The board unanimously voted in favor of allocating the $6,500 necessary to fund the performance, which is scheduled for Tuesday, Feb. 16, at 7 p.m. in Mayo Concert Hall.
Representatives of the College Union Board (CUB) entered to propose its plan for the annual Spring Lecture. As stated in CUB’s proposal, the goal of the event is to “appeal to different types of students by sticking to the traditional, but successful and popular, topic of discussion that the (College) community has expressed interest in — pop culture and the entertainment industry.”
The board questioned whether the guest lecturers CUB had contacted (Shawn Johnson, Wilmer Valderrama, or Patricia Arquette) would have enough appeal to justify the appearance of the $30,000 fees they were each requesting. CUB’s fourth consideration for a guest lecturer was Todrick Hall, whose appearance fee was slightly less at $25,000, but was still a large investment which the board did not feel comfortable making.
After much deliberation, the board decided to table the request until CUB could provide more evidence that such a large investment would be a wise one.
Student Government then proposed TCNJ Experimental Prototype Community of Tomorrow (EPCOT). Co-sponsored by the Center for Global Engagement, the event seeks to “share the different cultures of the student body at (the College) through entertainment, activities, stands and educational facts around each station,” according to the request form. “Through this event, students will be able to gain awareness of the different types of diversity there is at (the College), all in a fun experience.”
When the time came to vote, the requested $3,115.46 was granted unanimously. The event is scheduled for Thursday, March 24, from 8 p.m. to 11 p.m. in the Brower Student Center.
TCNJ Jiva requested the necessary funding to cover travel expenses to attend University of Pittsburgh’s Dhirana — an annual Indian dance competition that will take place on Saturday, Feb. 20.
“Competing in national competitions allows our team to continue practicing Indian dance, learn from other collegiate teams and promote the College,” according to the request form. A majority of the board voted in favor of Jiva and the requested $754.40 was granted.
Black Student Union (BSU) requested funding for The Black Monologues — just one of the many BSU events happening during Black History Month.

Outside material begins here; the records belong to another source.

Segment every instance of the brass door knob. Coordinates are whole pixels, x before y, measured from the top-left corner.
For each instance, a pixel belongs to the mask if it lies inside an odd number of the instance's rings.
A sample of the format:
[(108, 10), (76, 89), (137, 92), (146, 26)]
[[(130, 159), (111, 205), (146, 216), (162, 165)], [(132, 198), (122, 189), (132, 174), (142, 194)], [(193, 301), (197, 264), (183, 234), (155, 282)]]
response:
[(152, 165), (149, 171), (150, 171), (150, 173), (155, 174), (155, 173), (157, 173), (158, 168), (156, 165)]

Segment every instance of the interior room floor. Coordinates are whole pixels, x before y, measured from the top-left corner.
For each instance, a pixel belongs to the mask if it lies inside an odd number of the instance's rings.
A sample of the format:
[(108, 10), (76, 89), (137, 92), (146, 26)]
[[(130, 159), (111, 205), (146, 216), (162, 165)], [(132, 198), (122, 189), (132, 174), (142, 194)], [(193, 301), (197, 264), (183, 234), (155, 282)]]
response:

According to the request form, the event “is designed to give students, staff and faculty an opportunity to share their stories through the performance of original monologues while educating the campus community on institutional issues and experiences affecting the African-descended members of the College.”
The board decided to fully grant BSU’s request in the amount of $117.13. The event is scheduled to take place on Tuesday, Feb. 9, from 8:30 p.m. to 11:30 p.m. in the
Library Auditorium and will be catered by Sodexo.
Board member Ziyi Wang, a sophomore finance major, crossed to the other side of the table to propose a Chinese New Year Celebration presented by the Chinese Students Association (CSA).
CSA stated in its proposal that this event will allow students to “gain a newfound appreciation for Asian culture and be interested in experiencing more of it.”
The celebration will include martial arts, dance and musical performances to represent the culture, according to Wang. The board unanimously voted to grant the full $3,350 requested for the event, which is scheduled for Saturday, Feb. 13, at 7:30 p.m. in the Decker Social Space.
The board also promoted sophomore economics major David Braisted from his previous position of sophomore representative to executive assistant.
*Even though SFB agrees to finance certain events, there is no guarantee these events will take place. The approval only makes the funds available.